Is Trump playing the Russians?

(In today’s American Thinker)

With President Trump, we’ve learned not to take him literally.  He says things for his own reasons, and his words are an uncertain guide to his actions.  This is one aspect of his art of the deal: keep your opponent guessing.

Does he really want the Saudis and the Russians to cut a deal on oil, and drive the price back up?  Or would he prefer to keep the price war going, severely punishing the Russians?  He can easily protect the American oil industry with a tariff, which he discussed with the oil executives on Friday, and which his most trusted oil adviser, Harold Hamm, is pushing.

In the big geopolitical picture, American energy dominance is a powerful tool for advancing American interests.  We have a dominant economy, a dominant culture, and a dominant military.  Add energy dominance, and it’s America First across the board.  A long price war outside our borders will crush marginal producers around the world, and it would hurt the Russians severely.  When the dust settles, American shale can continue its ascendance to domination in world markets.

The OPEC meeting on Monday, which caused the oil price to jump, has been postponed.  The Russians said some mean things about the Saudis, and that was all it took. Look for the Saudis to slow walk this process, while they claim to want a deal. They are in the catbird’s seat, and they have been inflicting pain on other producers for only a month.  They’re just getting started.  If they back down now, they lose face.

Muhammad bin Salman has been in power only since 2017, but in that short time he has seized unchallenged power within the Saudi royal family.  He has arrested hundreds of them, and made some very powerful enemies.  Those excluded from his cirlce, and from power, thirst for vengenace.  If he shows weakness in his handling of this price war, it can increase his vulnerability.  He can’t afford to let that happen.  Losers in Saudi royal intrigues can pay with their life.

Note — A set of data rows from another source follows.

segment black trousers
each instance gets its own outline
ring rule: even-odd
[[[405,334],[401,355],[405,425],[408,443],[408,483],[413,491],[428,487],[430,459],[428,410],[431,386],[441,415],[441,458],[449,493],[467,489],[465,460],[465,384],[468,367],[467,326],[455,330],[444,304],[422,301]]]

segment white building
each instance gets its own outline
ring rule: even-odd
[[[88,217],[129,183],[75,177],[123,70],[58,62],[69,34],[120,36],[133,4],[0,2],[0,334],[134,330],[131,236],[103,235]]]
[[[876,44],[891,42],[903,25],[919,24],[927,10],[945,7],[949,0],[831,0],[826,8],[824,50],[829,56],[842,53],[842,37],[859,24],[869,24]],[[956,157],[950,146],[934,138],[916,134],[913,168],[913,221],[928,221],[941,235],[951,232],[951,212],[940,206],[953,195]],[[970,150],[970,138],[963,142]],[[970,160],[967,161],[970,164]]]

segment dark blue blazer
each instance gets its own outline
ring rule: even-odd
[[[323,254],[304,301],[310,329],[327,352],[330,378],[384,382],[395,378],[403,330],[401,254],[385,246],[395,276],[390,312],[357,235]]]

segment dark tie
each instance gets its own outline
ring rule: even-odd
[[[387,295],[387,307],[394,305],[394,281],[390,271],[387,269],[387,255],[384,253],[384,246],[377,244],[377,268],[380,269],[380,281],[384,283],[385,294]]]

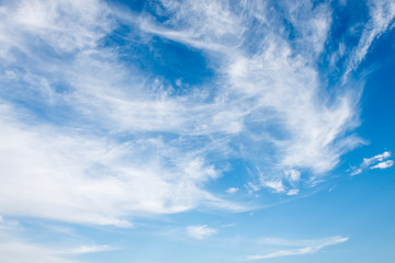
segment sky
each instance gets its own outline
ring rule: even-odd
[[[0,262],[393,263],[393,0],[0,22]]]

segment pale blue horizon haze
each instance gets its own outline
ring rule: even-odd
[[[395,1],[0,0],[0,263],[393,263]]]

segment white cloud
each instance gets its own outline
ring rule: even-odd
[[[187,233],[199,240],[203,240],[205,238],[208,238],[217,232],[216,229],[210,228],[207,225],[203,226],[189,226],[187,227]]]
[[[387,160],[387,161],[379,162],[377,164],[371,167],[370,169],[387,169],[391,168],[392,165],[394,165],[394,161]]]
[[[295,194],[300,170],[325,174],[360,142],[345,136],[359,125],[358,95],[326,100],[315,66],[330,4],[281,3],[301,33],[291,43],[278,15],[259,1],[162,3],[169,20],[161,24],[94,0],[2,7],[2,94],[48,116],[29,106],[15,111],[13,98],[3,99],[8,187],[0,190],[0,213],[129,226],[134,216],[200,205],[240,210],[204,190],[222,175],[216,161],[236,156],[259,167],[264,175],[249,184],[255,192]],[[116,23],[128,23],[145,41],[160,35],[203,50],[215,80],[173,94],[160,78],[122,61],[117,48],[101,46]],[[59,82],[66,91],[57,90]]]
[[[278,250],[266,254],[249,255],[247,256],[247,260],[264,260],[264,259],[274,259],[279,256],[313,254],[323,250],[326,247],[343,243],[347,240],[348,238],[341,238],[341,237],[334,237],[334,238],[320,239],[320,240],[302,240],[302,242],[292,241],[292,240],[281,240],[281,239],[267,239],[263,240],[266,243],[275,244],[275,245],[291,245],[291,247],[300,247],[300,244],[307,244],[307,245],[297,249]]]
[[[368,169],[386,169],[394,164],[393,160],[384,161],[385,159],[388,159],[391,157],[391,151],[384,151],[383,153],[376,155],[371,158],[363,158],[362,163],[359,168],[352,169],[352,172],[350,173],[351,176],[360,174],[363,172],[363,170]]]
[[[229,188],[226,190],[226,193],[228,193],[228,194],[235,194],[235,193],[237,193],[238,191],[239,191],[238,187],[229,187]]]
[[[384,151],[383,153],[371,157],[371,158],[363,158],[362,165],[369,167],[372,163],[375,163],[377,161],[383,161],[383,160],[385,160],[385,159],[387,159],[390,157],[391,157],[391,152],[390,151]]]
[[[298,195],[298,190],[297,188],[292,188],[289,192],[286,192],[286,195]]]
[[[271,188],[274,193],[283,193],[285,192],[284,185],[282,181],[267,181],[262,182],[262,186]]]
[[[364,26],[358,46],[352,50],[343,78],[358,68],[365,58],[374,39],[384,34],[395,18],[395,2],[393,0],[370,0],[368,1],[370,21]]]

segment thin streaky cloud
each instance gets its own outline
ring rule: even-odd
[[[257,255],[249,255],[246,258],[246,260],[255,261],[255,260],[266,260],[266,259],[274,259],[280,256],[290,256],[290,255],[304,255],[304,254],[313,254],[317,253],[318,251],[323,250],[326,247],[334,245],[334,244],[340,244],[348,240],[348,238],[341,238],[341,237],[334,237],[328,238],[326,240],[315,241],[315,244],[303,247],[300,249],[291,249],[291,250],[278,250],[274,252],[270,252],[267,254],[257,254]],[[280,240],[280,242],[275,242],[276,244],[282,244],[284,241]],[[289,243],[289,241],[286,242]],[[292,244],[293,247],[295,244]],[[297,245],[297,244],[296,244]]]

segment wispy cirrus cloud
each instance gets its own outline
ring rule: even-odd
[[[296,195],[334,169],[361,139],[359,92],[327,93],[319,76],[330,4],[235,4],[161,1],[160,14],[136,14],[104,1],[4,3],[0,213],[131,226],[198,206],[248,209],[205,190],[229,158],[251,168],[253,192]],[[165,53],[155,37],[204,57],[213,78],[182,93],[145,71],[133,48]]]
[[[203,240],[205,238],[208,238],[217,232],[216,229],[208,227],[207,225],[202,226],[189,226],[187,227],[187,233],[188,236]]]
[[[249,255],[246,258],[246,260],[253,261],[253,260],[274,259],[280,256],[313,254],[313,253],[317,253],[318,251],[323,250],[326,247],[340,244],[346,242],[348,238],[342,238],[342,237],[332,237],[332,238],[319,239],[319,240],[264,239],[262,240],[262,242],[267,244],[302,247],[302,248],[278,250],[266,254]]]
[[[384,151],[383,153],[376,155],[371,158],[363,158],[362,163],[352,170],[350,175],[357,175],[363,172],[365,169],[387,169],[394,164],[393,160],[386,160],[391,157],[391,151]]]
[[[365,58],[373,42],[392,28],[395,18],[395,3],[392,0],[368,1],[370,20],[364,27],[357,47],[353,48],[348,58],[343,78],[356,70]]]

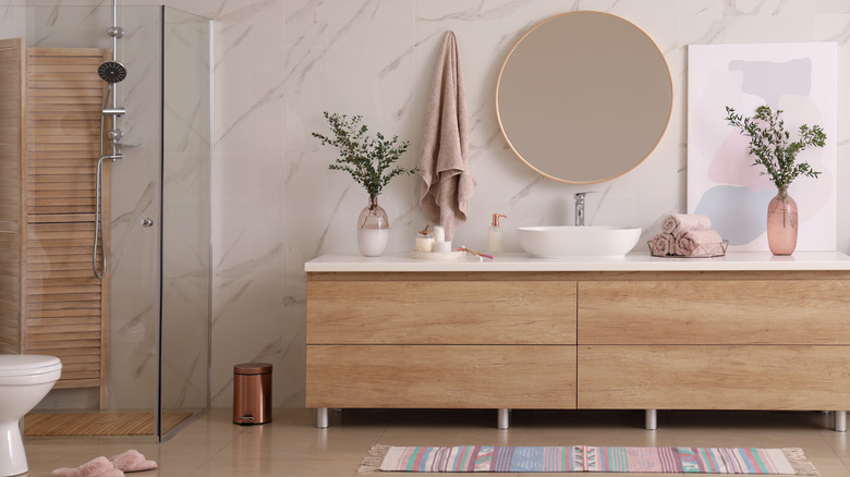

He has every incentive to continue this war.  Especially if President Trump is winking at him in encouragement.

 

 

A game of cutthroat

The Clint Eastwood movie “The Good, the Bad and the Ugly” ended in a three way shoot out, a game of cutthroat to the death.  Trump, Muhammad bin Salman, and Putin are playing their own version right now, over oil.  They are the three big dogs in the world oil industry, each fiercely protective of their country’s interest.  Each determined to be the winner, and the others the losers.

It’s a complicated game.  Deception is the key.  Make both of your opponents believe you are their friend, while trying to take advantage of both of them.  There is no room for friendship in this game, only stark national self interest.

Putin is playing the weakest hand, and an unstated reality is that the Saudis and the Americans have worked together strategically for 70 years.  They would prefer to maintain that relationship.

So they have to figure out a way to screw the Russians.  The easy way is for Trump to put a tariff on all oil, except from Alberta.  That leaves the Saudis and the Russians to fight it out between them.

Putin loses that war, and our number two geopolitical foe has his head handed to him.  Marginal oil producers around the world are driven out of business, and our shale industry, healthy and intact, proceeds to provide the USA with energy dominance.

All the President needs to do is impose the tariff.